Comment va se passer la mise en œuvre de ce motu proprio dans les diocèses?
La seule chose que l’on sait, c’est que les conférences épiscopales devront formuler des critères, concernant notamment l’idonéité des personnes: il faut être apte à exercer le ministère en question, et il y aura sûrement des questions de formation, ou de formation permanente. Personnellement, je vois aussi un intérêt à avoir, au niveau des conférences épiscopales peut-être, des critères pour faire un discernement concernant l’opportunité d’avoir des ministères institués de ce genre – est-ce une vraie réponse à ses besoins? Ce n’est pas non plus une obligation. Chaque évêque diocésain est donc libre d’avoir ces ministères dans son diocèse, et je pense qu’on ne peut pas non plus les imposer aux paroisses. Dans ce sens, on peut aussi avoir là une diversification selon les endroits, selon les sensibilités, et il est important de maintenir cela. Parmi les questions ouvertes, je vois aussi celle de savoir comment on va gérer ce ministère si c’est à vie.

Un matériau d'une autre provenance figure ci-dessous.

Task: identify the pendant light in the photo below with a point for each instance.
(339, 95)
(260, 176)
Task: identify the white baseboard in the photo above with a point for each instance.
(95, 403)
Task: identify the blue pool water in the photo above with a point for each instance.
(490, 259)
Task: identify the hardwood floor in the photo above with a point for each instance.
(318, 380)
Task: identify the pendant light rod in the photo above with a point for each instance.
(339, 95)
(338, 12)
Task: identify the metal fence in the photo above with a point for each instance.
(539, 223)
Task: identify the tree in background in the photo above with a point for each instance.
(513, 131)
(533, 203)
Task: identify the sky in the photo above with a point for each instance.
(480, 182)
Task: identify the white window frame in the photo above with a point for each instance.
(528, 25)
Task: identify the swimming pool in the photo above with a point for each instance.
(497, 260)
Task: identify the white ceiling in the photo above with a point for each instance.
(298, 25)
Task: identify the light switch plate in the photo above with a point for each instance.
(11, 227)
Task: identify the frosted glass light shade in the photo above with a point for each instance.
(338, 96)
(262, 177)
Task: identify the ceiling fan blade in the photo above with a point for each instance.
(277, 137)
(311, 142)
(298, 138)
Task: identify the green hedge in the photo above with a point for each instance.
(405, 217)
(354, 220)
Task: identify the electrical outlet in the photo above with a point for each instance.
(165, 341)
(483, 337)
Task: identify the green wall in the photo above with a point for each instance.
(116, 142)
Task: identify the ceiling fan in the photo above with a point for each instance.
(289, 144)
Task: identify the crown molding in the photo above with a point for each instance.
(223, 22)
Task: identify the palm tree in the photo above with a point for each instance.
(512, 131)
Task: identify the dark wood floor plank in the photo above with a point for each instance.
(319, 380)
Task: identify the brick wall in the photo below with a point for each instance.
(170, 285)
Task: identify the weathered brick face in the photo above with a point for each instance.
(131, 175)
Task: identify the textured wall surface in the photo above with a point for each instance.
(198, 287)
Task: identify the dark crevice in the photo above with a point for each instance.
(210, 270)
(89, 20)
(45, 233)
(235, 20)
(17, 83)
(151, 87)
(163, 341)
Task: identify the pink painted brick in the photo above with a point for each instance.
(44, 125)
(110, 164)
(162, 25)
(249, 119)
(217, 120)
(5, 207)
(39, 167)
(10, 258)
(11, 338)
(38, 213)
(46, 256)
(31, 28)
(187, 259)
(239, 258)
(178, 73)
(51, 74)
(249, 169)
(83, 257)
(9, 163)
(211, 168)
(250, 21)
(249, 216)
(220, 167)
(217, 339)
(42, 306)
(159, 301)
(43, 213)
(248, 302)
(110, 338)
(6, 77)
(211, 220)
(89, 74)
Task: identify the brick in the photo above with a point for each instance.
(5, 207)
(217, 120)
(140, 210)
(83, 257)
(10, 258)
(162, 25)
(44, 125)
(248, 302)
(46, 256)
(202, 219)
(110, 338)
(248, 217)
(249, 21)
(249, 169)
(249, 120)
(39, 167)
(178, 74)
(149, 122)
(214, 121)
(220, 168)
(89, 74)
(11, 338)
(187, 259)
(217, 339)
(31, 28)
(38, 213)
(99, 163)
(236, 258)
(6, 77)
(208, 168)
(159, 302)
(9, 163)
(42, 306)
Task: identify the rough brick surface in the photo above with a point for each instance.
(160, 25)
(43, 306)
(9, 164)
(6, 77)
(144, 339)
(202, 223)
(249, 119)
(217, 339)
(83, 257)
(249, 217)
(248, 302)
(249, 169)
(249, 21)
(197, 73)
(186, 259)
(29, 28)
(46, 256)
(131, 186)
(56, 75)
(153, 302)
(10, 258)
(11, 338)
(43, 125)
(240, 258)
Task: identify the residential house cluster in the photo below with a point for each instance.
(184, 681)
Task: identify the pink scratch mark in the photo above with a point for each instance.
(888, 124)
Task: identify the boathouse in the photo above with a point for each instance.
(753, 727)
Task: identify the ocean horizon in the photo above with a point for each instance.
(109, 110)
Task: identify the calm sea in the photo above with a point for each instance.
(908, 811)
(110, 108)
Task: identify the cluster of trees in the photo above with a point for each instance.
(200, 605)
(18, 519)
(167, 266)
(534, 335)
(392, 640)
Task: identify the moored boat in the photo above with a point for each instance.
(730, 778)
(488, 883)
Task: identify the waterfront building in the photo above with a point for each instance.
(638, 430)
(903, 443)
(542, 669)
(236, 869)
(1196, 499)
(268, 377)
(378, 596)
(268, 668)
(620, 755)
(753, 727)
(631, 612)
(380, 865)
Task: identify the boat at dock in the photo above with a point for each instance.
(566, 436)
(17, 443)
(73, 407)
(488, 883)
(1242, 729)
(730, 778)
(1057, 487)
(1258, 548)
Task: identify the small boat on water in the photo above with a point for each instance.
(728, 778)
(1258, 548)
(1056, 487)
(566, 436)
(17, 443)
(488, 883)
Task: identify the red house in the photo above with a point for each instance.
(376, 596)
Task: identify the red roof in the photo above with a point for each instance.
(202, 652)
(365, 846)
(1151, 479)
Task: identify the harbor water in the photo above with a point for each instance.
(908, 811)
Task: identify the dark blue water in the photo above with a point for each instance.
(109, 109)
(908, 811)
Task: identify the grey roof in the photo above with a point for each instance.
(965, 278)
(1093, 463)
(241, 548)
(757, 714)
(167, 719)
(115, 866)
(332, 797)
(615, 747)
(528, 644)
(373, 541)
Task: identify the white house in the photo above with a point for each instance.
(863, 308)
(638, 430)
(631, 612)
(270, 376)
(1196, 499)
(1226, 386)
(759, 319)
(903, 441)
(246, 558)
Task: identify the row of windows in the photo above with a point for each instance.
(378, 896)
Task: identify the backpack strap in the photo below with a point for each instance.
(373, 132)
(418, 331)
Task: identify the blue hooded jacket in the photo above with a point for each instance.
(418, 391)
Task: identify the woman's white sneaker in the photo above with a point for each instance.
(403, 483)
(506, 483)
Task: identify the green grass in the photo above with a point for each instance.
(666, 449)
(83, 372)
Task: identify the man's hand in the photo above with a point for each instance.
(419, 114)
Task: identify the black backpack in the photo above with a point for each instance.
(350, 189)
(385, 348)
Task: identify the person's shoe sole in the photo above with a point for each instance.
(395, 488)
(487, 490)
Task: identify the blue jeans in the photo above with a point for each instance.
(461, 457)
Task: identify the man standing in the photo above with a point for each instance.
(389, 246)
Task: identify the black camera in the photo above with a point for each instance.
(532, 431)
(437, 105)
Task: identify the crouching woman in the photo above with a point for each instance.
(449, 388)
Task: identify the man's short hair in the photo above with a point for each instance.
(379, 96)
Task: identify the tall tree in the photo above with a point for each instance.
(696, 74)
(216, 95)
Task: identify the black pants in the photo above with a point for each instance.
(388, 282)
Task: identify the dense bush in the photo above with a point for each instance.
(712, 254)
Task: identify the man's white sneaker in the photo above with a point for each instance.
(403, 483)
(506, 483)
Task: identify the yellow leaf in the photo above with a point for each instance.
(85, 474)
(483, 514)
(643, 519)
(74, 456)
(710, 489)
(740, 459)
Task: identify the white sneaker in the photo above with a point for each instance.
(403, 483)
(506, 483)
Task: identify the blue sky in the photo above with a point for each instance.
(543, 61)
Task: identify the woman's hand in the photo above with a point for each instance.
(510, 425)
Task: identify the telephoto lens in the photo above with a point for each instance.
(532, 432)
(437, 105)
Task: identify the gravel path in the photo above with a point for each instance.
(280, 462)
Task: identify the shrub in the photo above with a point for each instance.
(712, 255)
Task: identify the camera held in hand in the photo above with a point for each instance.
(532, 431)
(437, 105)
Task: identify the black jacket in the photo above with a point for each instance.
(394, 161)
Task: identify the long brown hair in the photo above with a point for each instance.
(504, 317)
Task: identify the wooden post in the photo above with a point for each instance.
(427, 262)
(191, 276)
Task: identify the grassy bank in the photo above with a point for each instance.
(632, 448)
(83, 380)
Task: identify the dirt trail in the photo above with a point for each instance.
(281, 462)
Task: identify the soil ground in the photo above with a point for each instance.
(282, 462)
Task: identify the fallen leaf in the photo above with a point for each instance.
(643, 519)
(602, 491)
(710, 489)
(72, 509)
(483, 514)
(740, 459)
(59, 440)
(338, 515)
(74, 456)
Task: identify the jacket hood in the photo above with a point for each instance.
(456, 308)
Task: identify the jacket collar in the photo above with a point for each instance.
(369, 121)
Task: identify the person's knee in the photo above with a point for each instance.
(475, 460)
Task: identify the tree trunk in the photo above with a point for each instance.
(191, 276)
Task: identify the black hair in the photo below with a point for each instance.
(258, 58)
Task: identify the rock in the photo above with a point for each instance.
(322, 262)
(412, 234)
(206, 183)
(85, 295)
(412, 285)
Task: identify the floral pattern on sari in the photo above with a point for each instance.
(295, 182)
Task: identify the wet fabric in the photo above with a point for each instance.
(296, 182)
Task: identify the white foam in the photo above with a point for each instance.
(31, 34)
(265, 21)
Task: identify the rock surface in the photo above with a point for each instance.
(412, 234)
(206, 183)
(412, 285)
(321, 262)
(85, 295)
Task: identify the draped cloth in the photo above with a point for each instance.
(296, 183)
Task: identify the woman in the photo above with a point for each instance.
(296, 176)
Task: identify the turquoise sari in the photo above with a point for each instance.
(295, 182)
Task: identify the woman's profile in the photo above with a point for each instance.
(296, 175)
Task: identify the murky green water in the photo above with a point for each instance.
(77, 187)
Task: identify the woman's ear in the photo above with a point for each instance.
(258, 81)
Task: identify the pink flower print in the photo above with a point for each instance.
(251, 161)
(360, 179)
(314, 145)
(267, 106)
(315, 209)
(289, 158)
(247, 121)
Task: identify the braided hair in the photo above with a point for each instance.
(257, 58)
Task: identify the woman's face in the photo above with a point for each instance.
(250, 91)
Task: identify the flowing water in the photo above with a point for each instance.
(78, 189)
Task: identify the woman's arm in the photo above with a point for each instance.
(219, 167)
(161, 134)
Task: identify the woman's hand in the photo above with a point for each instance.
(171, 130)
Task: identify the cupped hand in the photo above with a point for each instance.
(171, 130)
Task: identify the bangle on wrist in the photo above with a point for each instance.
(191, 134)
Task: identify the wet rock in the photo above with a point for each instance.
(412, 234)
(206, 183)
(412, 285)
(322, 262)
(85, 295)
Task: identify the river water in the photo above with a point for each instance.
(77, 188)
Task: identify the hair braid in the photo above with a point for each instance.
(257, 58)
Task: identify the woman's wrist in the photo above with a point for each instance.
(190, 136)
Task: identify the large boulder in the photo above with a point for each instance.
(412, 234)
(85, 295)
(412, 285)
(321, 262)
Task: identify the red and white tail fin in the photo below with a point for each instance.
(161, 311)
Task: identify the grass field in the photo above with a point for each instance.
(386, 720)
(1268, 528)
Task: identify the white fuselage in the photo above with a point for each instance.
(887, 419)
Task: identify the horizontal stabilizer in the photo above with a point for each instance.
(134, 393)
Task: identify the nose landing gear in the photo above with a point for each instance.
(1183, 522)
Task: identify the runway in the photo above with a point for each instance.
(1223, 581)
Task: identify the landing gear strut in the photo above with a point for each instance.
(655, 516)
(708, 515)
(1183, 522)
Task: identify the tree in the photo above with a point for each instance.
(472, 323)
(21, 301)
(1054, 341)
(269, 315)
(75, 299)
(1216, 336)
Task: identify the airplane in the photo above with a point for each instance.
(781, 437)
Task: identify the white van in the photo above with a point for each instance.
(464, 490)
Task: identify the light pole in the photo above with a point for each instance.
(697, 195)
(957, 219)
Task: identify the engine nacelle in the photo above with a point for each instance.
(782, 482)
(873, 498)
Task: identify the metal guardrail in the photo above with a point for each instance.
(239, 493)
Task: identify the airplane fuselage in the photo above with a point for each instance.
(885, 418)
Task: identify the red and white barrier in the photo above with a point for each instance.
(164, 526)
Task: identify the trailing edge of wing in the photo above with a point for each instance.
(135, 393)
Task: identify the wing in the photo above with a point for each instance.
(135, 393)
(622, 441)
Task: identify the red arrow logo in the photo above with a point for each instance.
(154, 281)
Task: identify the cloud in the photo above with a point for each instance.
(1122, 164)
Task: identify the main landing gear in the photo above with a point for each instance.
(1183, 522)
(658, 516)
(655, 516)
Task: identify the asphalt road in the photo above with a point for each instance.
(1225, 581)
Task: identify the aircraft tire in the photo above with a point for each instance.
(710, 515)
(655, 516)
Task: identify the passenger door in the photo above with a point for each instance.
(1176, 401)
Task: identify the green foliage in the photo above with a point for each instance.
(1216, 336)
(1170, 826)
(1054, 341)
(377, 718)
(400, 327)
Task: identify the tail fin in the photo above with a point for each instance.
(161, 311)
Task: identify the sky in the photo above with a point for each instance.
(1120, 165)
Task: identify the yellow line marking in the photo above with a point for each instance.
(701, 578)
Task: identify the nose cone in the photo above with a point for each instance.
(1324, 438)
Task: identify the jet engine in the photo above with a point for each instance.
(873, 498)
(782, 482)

La personne ne peut pas exiger d’exercer ce ministère dans sa propre paroisse, parce qu’on est au service de l’Église et donc au service du diocèse. Cela implique une certaine disponibilité pour aller là où il y a un besoin et là où l’évêque souhaite que la personne exerce ce ministère. [Et aussi,] qu’est-ce que cela implique lorsque la personne quitte le diocèse? Je pense que l’on peut faire une sorte de parallèle avec l’incardination des clercs. Ils sont incardinés, donc cela crée un lien juridique, avec des droits et des devoirs réciproques entre les clercs et le diocèse. Ce sera un peu pareil, je pense, pour les ministères institués. Ce n’est pas une incardination, mais cela crée quand même un lien plus fort entre le fidèle laïc qui reçoit ce ministère, et le diocèse où la personne va l’exercer.